Objective: To determine if finasteride can reduce symptoms in men with a clinical diagnosis of chronic nonbacterial prostatitis (National Institutes of Health, NIH, category IIIA chronic pelvic pain syndrome, CPPS) compared with placebo.
Patients and methods: Men (76) with category IIIA CPPS enrolled in four North American prostatitis research centres were randomized after a 2-week placebo run-in to finasteride or placebo for 6 months. The primary efficacy variable was a subjective overall assessment (SOA); the secondary efficacy variables included the NIH chronic prostatitis symptom index (NIH-CPSI) and safety data. Patients were assessed at screening, baseline (after the 2-week placebo run-in), 3 and 6 months.
Results: Sixty-four patients had at least one assessment on medication (31 placebo, 33 finasteride); 75% of the finasteride and 54% of the placebo group had at least a mild improvement (defined as > 25% improvement in SOA), and 44% and 27%, respectively, a moderate or marked improvement (>50% improvement in SOA). The trend was similar in the NIH-CPSI scores. Five patients in the finasteride and seven in the placebo group reported medication-related adverse events.

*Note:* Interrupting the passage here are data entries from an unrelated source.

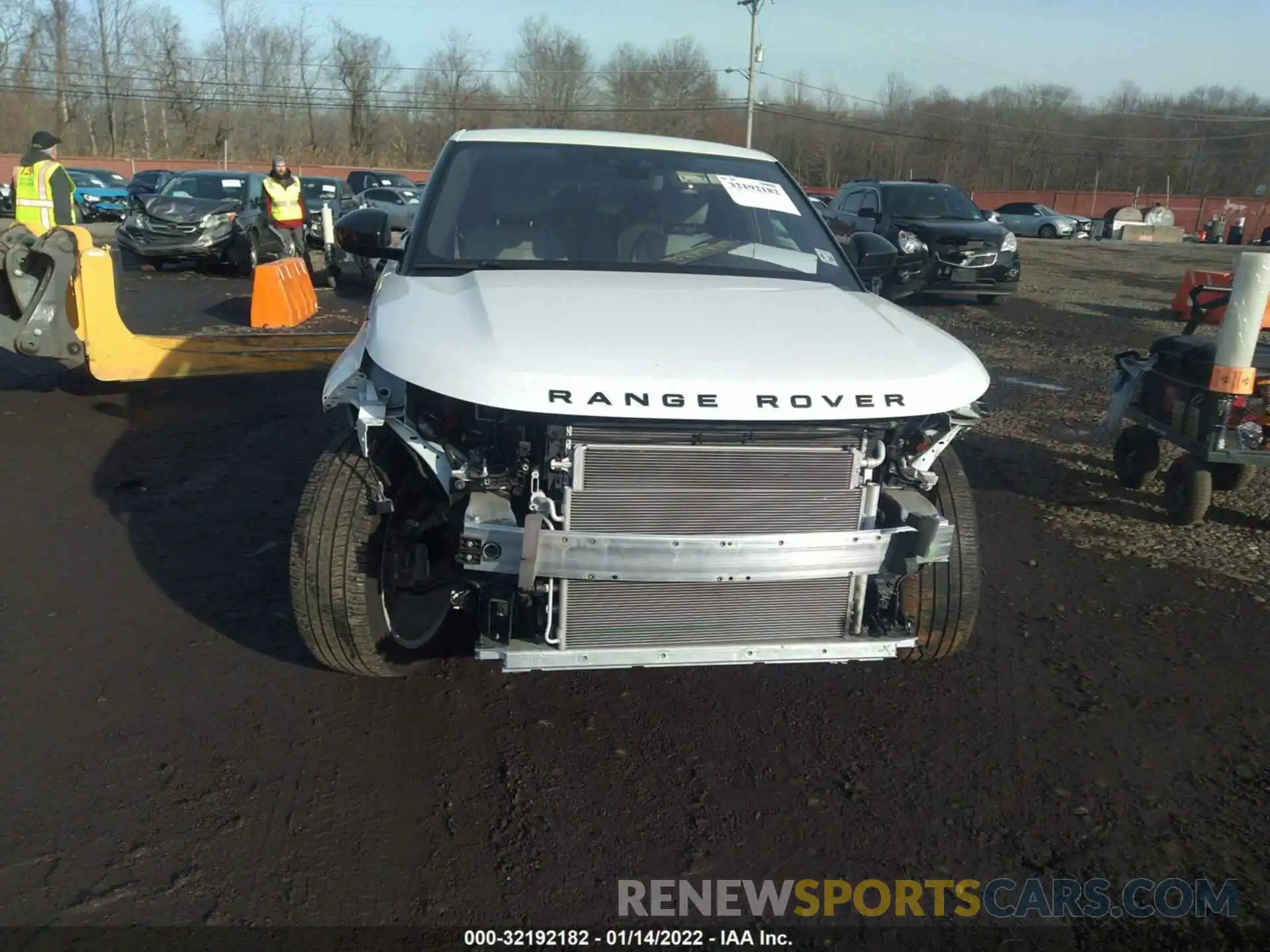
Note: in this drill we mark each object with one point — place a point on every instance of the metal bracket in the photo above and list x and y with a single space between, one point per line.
42 328
529 568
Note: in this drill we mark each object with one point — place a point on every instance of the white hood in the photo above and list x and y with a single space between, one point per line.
693 347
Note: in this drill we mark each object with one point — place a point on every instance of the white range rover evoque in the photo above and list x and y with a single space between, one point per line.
626 401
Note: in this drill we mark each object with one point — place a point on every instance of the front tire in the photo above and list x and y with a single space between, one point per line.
342 571
943 600
249 255
1188 491
1136 457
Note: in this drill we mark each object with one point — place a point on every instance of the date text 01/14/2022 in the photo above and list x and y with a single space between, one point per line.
620 938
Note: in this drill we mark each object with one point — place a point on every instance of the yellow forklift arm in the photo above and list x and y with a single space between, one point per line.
62 303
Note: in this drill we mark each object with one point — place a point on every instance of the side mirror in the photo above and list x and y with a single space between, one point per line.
872 255
366 233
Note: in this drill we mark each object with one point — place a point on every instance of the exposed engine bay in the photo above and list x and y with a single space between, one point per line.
574 535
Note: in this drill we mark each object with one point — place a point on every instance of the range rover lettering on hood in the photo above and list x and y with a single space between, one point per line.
796 401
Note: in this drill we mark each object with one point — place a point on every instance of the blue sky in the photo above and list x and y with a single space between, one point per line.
1165 46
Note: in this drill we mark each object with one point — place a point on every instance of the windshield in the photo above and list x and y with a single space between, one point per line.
579 206
930 202
215 187
318 190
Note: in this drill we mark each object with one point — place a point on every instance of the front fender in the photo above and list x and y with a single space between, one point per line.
345 379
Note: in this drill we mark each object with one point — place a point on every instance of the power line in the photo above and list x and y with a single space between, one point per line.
331 63
1023 128
343 104
1027 80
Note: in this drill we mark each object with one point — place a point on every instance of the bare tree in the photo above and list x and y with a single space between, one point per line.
362 65
112 24
552 73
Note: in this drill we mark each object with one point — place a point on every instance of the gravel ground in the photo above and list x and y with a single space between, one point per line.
175 760
1081 303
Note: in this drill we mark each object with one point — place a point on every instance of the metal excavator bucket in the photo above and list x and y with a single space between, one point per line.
58 300
38 272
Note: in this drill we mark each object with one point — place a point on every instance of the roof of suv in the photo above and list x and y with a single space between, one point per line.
614 140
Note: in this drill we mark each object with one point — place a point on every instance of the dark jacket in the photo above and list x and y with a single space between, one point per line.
62 186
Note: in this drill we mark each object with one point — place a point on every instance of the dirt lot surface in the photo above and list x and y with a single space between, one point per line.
172 757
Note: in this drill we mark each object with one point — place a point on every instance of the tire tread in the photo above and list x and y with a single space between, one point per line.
944 597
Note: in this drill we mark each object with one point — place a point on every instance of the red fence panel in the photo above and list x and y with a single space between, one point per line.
131 167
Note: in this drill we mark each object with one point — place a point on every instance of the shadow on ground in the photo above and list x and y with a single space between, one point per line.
1076 477
207 479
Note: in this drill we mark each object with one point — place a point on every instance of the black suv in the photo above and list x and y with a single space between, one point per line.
945 244
319 190
362 179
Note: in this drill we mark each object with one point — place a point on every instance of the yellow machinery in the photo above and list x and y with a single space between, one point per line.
60 302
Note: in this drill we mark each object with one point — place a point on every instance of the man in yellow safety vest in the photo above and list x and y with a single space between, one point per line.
42 190
285 207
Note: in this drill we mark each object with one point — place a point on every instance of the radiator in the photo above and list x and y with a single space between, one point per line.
679 480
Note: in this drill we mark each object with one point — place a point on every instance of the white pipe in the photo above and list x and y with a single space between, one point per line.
328 226
1241 325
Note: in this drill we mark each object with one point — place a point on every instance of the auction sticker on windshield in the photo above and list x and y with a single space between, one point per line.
756 193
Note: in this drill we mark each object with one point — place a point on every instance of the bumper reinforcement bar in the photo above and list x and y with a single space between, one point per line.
553 554
527 656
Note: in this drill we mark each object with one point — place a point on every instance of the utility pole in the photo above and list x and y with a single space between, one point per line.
753 7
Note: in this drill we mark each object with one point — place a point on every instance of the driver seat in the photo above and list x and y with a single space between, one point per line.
517 233
654 245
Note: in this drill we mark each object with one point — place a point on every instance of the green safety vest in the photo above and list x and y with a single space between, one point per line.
33 200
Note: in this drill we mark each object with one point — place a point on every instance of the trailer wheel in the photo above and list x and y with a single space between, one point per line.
943 600
1232 477
1188 491
1136 457
343 563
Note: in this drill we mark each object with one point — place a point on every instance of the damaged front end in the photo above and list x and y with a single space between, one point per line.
611 543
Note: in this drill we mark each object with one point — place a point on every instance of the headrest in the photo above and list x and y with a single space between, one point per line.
521 194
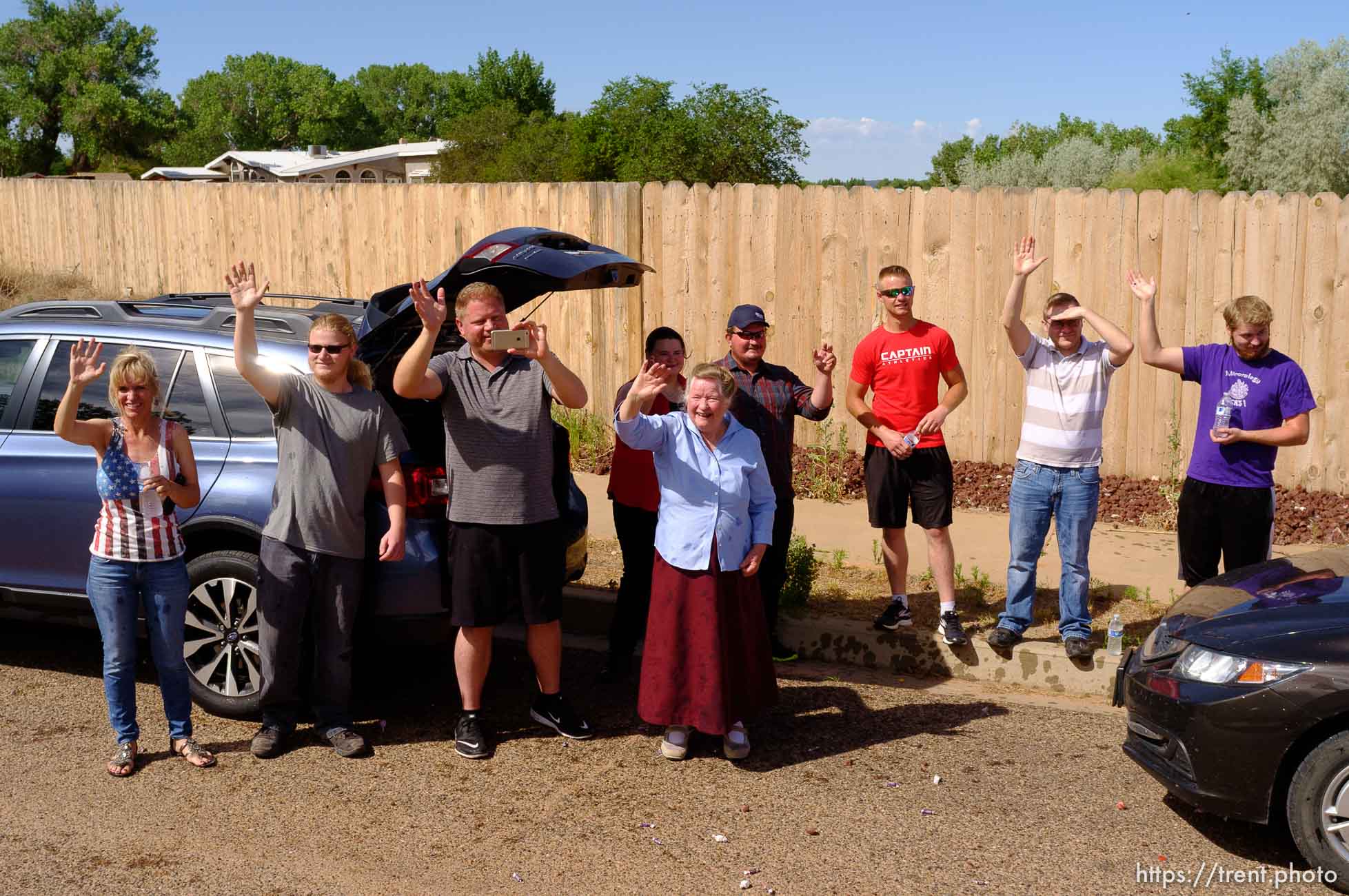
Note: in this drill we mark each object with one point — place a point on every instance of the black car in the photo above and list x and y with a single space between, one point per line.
48 490
1239 701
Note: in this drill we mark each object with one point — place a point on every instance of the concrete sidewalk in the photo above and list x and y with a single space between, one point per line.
1120 556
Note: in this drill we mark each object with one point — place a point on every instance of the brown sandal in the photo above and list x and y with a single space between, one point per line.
125 760
190 751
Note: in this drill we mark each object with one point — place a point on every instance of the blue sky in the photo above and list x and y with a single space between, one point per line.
882 84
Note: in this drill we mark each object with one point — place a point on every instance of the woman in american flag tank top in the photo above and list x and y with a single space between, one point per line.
145 469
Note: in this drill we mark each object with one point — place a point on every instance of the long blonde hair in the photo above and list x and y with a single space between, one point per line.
358 371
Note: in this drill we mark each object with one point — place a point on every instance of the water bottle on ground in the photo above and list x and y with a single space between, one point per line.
1223 414
1115 636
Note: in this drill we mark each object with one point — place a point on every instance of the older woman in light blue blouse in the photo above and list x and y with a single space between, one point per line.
706 663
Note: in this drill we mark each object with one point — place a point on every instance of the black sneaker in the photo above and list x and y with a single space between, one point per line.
558 714
267 742
345 742
1077 648
782 653
471 737
950 629
895 615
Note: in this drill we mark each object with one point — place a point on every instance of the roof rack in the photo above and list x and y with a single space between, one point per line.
211 312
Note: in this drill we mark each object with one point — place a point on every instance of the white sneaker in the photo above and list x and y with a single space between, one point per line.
736 744
675 744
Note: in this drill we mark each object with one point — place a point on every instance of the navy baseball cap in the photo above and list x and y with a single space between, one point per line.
745 316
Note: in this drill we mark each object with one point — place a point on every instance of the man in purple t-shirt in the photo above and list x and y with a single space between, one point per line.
1226 502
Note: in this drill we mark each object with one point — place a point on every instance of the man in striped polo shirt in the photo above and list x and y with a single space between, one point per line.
1058 463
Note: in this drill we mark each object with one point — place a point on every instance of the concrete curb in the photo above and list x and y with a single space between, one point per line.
1031 664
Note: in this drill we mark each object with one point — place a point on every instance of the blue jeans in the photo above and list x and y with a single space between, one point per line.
1070 496
116 591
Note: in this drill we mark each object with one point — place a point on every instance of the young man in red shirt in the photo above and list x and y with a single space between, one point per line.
906 456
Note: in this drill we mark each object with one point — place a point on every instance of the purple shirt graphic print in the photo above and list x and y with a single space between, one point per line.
1263 394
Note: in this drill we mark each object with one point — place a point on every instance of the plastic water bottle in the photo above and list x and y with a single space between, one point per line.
150 502
1115 636
1223 415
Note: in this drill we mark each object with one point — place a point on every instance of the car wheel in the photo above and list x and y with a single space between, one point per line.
220 635
1318 811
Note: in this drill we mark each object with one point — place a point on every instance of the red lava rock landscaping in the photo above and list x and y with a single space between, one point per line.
1301 517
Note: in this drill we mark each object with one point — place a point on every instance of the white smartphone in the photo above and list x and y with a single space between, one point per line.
503 339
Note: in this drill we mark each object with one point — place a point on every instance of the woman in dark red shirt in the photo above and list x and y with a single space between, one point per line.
636 496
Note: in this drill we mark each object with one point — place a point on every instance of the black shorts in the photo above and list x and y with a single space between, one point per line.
923 480
501 574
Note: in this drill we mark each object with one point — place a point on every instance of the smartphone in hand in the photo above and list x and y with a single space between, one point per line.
503 339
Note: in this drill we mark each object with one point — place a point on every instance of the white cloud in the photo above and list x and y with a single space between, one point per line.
834 128
878 147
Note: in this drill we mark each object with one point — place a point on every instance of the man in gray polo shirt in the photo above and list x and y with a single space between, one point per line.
1058 467
506 549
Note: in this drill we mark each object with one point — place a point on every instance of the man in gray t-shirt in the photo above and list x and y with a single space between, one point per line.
332 429
506 552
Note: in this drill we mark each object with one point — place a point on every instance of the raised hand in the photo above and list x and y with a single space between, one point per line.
824 359
1023 258
432 309
537 340
83 356
243 287
652 380
1143 289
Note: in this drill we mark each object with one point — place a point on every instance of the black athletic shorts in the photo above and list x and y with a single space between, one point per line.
923 480
501 574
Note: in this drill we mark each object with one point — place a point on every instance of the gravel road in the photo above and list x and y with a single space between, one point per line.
830 802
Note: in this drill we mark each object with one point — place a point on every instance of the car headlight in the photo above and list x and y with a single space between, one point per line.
1160 642
1202 664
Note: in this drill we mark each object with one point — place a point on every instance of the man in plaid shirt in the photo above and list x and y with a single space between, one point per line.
768 400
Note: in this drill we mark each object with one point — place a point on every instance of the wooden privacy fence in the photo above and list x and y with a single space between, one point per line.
807 256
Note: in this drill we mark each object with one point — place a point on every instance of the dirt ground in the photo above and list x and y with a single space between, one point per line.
837 798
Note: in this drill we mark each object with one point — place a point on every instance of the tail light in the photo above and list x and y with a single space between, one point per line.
428 490
493 252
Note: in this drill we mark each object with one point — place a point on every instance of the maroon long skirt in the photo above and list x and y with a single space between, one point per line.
706 662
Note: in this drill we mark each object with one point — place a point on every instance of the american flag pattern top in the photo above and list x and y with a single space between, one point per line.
125 531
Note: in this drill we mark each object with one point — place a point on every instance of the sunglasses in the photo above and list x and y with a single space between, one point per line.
331 350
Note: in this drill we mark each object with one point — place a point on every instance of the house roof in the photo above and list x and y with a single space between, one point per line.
376 154
184 173
266 160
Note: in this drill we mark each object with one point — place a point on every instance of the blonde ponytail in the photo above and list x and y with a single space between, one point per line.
358 371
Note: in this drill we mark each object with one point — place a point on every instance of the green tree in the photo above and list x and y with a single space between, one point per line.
83 72
736 136
263 101
1301 143
622 136
1210 95
410 101
517 80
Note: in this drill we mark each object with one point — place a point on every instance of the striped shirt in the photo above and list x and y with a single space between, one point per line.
1065 404
125 529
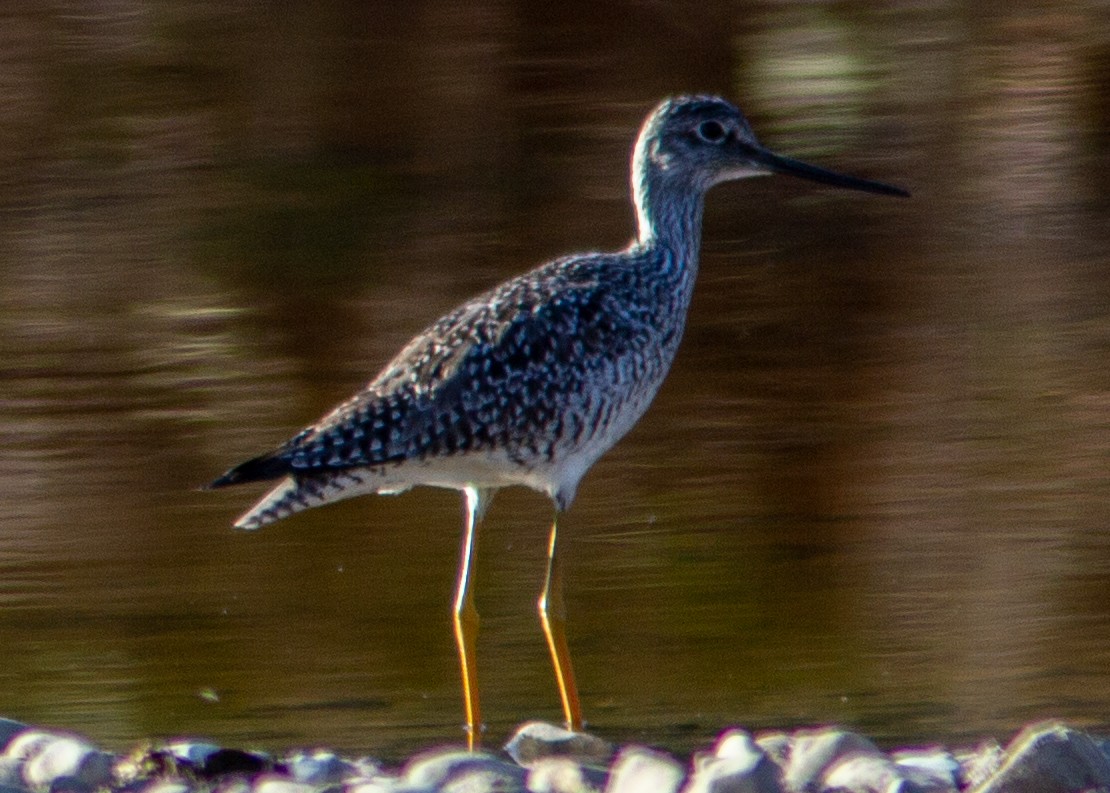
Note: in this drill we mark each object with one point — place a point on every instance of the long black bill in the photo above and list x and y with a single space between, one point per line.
796 168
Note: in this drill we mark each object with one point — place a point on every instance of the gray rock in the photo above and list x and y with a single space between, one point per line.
867 773
815 751
172 784
776 745
192 753
66 760
1050 758
641 771
271 783
320 768
455 771
736 765
979 765
28 743
536 740
929 769
379 784
563 775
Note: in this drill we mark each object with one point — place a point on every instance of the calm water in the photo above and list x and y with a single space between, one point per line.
874 491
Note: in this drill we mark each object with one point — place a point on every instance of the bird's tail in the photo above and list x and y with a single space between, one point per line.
300 492
259 469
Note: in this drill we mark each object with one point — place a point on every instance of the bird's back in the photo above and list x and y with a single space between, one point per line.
527 383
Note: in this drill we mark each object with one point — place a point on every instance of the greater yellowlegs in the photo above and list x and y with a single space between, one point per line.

Conclusion: This randomized placebo-controlled pilot study suggests that finasteride was of benefit for some men with category IIIA CPPS, but the results do not justify recommending finasteride as monotherapy, except for men who also have benign prostatic hyperplasia. A larger, properly powered study, possibly evaluating combination with other therapies or specifically in men with prostatitis and benign prostatic hyperplasia, is required to confirm any clinical benefit.